Accurics is a cybersecurity company that builds a platform for securing cloud-native infrastructure throughout the DevOps lifecycle, enabling self-healing by codifying security into development processes.[1][3][5] It serves organizations adopting cloud technologies like Kubernetes, Terraform, Helm, and Kustomize, solving problems such as vulnerabilities in Infrastructure as Code (IaC), risk posture drift, and exposure from over 30 billion records in recent breaches by programmatically detecting, resolving risks pre-provisioning, and maintaining runtime security.[1][2][4] The company offered free SaaS and open-source tools like Terrascan to support innovation across organization sizes, achieving early growth before its acquisition.[1]
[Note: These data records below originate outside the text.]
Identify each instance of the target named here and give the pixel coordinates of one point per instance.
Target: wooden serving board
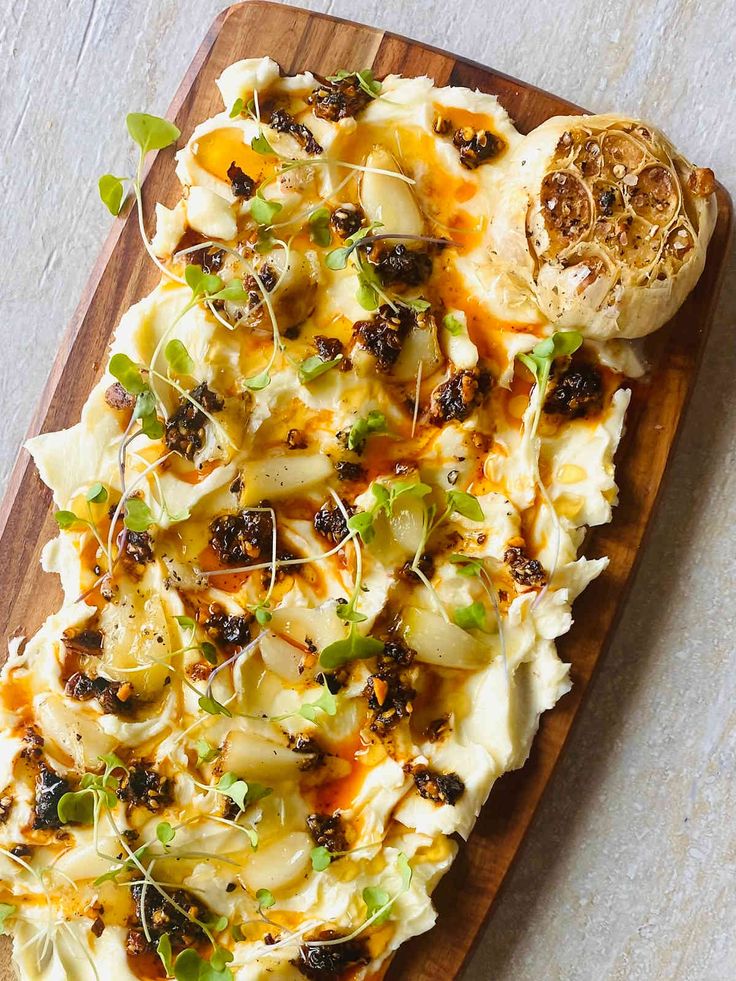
(301, 40)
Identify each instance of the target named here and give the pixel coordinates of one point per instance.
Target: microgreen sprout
(371, 425)
(314, 367)
(365, 79)
(539, 362)
(150, 133)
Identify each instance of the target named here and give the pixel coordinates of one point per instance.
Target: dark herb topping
(226, 629)
(138, 548)
(576, 391)
(161, 916)
(82, 642)
(347, 219)
(330, 522)
(185, 426)
(524, 571)
(244, 537)
(442, 788)
(241, 184)
(328, 831)
(476, 146)
(348, 470)
(401, 266)
(296, 439)
(50, 788)
(115, 697)
(335, 100)
(330, 963)
(144, 787)
(384, 334)
(283, 122)
(459, 395)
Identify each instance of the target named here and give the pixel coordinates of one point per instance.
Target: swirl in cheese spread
(268, 703)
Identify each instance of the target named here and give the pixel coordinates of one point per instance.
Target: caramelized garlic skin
(479, 244)
(606, 221)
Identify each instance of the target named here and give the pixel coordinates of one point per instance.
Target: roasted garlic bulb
(607, 223)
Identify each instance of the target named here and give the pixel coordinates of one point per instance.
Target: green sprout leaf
(377, 899)
(111, 192)
(200, 282)
(6, 912)
(472, 617)
(165, 833)
(209, 652)
(321, 858)
(326, 703)
(151, 132)
(190, 966)
(319, 227)
(138, 515)
(97, 494)
(365, 78)
(452, 325)
(230, 786)
(362, 523)
(213, 707)
(261, 145)
(540, 358)
(465, 504)
(338, 258)
(264, 211)
(77, 807)
(363, 427)
(354, 647)
(206, 753)
(257, 382)
(314, 366)
(233, 291)
(404, 870)
(178, 358)
(465, 565)
(264, 898)
(419, 304)
(65, 519)
(128, 374)
(163, 949)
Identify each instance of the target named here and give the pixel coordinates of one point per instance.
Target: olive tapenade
(384, 335)
(441, 788)
(185, 426)
(338, 99)
(283, 122)
(525, 571)
(50, 788)
(144, 787)
(241, 184)
(476, 146)
(576, 391)
(328, 830)
(242, 538)
(330, 522)
(114, 697)
(459, 395)
(330, 963)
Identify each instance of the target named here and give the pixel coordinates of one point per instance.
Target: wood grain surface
(301, 40)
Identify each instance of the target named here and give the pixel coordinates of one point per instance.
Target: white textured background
(630, 869)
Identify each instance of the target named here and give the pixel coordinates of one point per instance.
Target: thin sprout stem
(126, 496)
(281, 563)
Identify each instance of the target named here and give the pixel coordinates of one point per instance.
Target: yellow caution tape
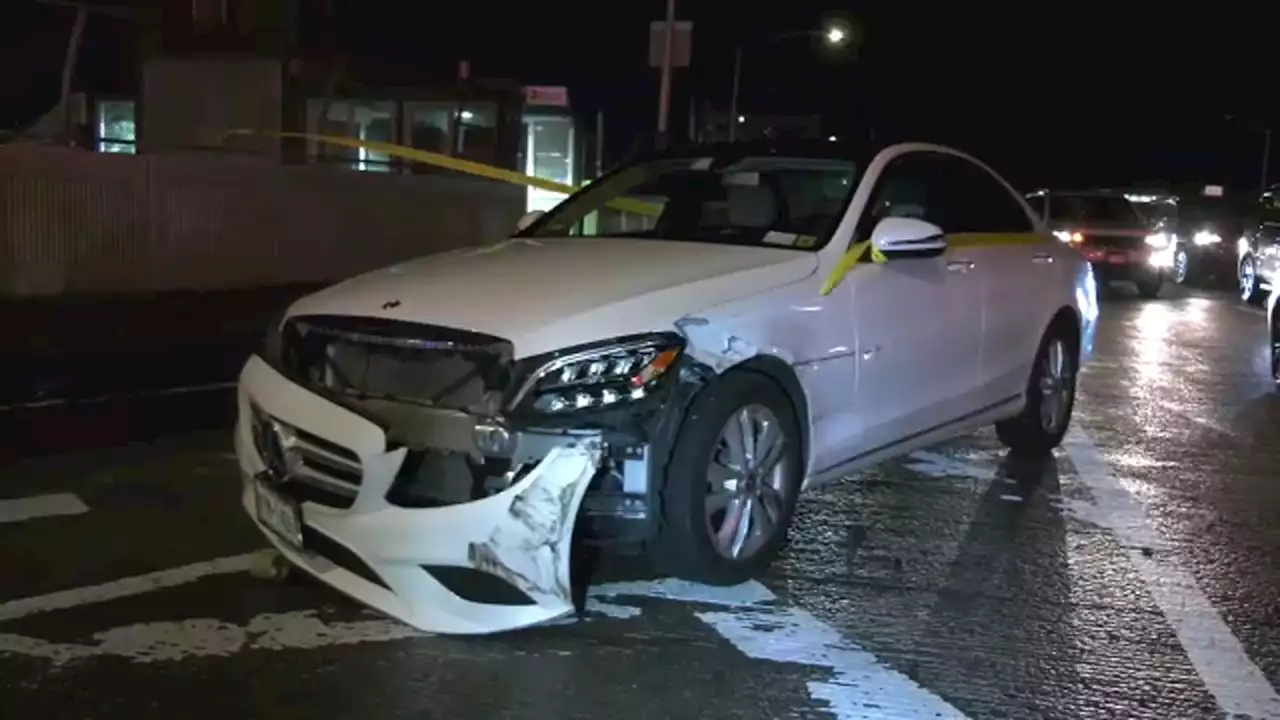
(864, 253)
(457, 164)
(850, 260)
Founded in 2019, Accurics emerged to address escalating cloud security risks amid rapid adoption of cloud-native technologies.[3] The idea stemmed from the need to embed security early in the DevOps pipeline, particularly for IaC tools like Terraform, where traditional methods failed to prevent drift or vulnerabilities.[4][5] Key early milestones included launching a platform to scan IaC code for vulnerabilities and drift indicators, introducing "code-to-cloud" security, and rolling out a developer-first channel program in 2021 to partner with innovators like DigitalOnUs.[2][4][5] This traction led to raising $25M and acquisition by Tenable on September 13, 2021, integrating its tech into broader vulnerability management.[3]
Accurics rode the cloud-native security wave, capitalizing on the explosion of IaC and Kubernetes amid surging breaches exposing billions of records.[2][3] Its timing aligned with DevOps shifts demanding shift-left security—scanning code early to prevent runtime issues—countering market forces like misconfigurations in dynamic environments.[1][4] By influencing the ecosystem through open-source tools and channel partnerships, it pushed developer-centric models, paving the way for integrated platforms post-acquisition by Tenable, which amplified vulnerability prioritization in enterprise stacks.[2][3]
Post-2021 acquisition, Accurics' tech now bolsters Tenable's offerings, likely evolving toward AI-driven vulnerability management amid trends like real-time remediation and data mesh aggregation seen in peers.[3] Rising threats in multi-cloud setups will shape its trajectory, with self-healing IaC security gaining traction as enterprises prioritize proactive defenses. Its legacy endures in empowering confident cloud innovation, tying back to a vision where organizations innovate without fear of breaches.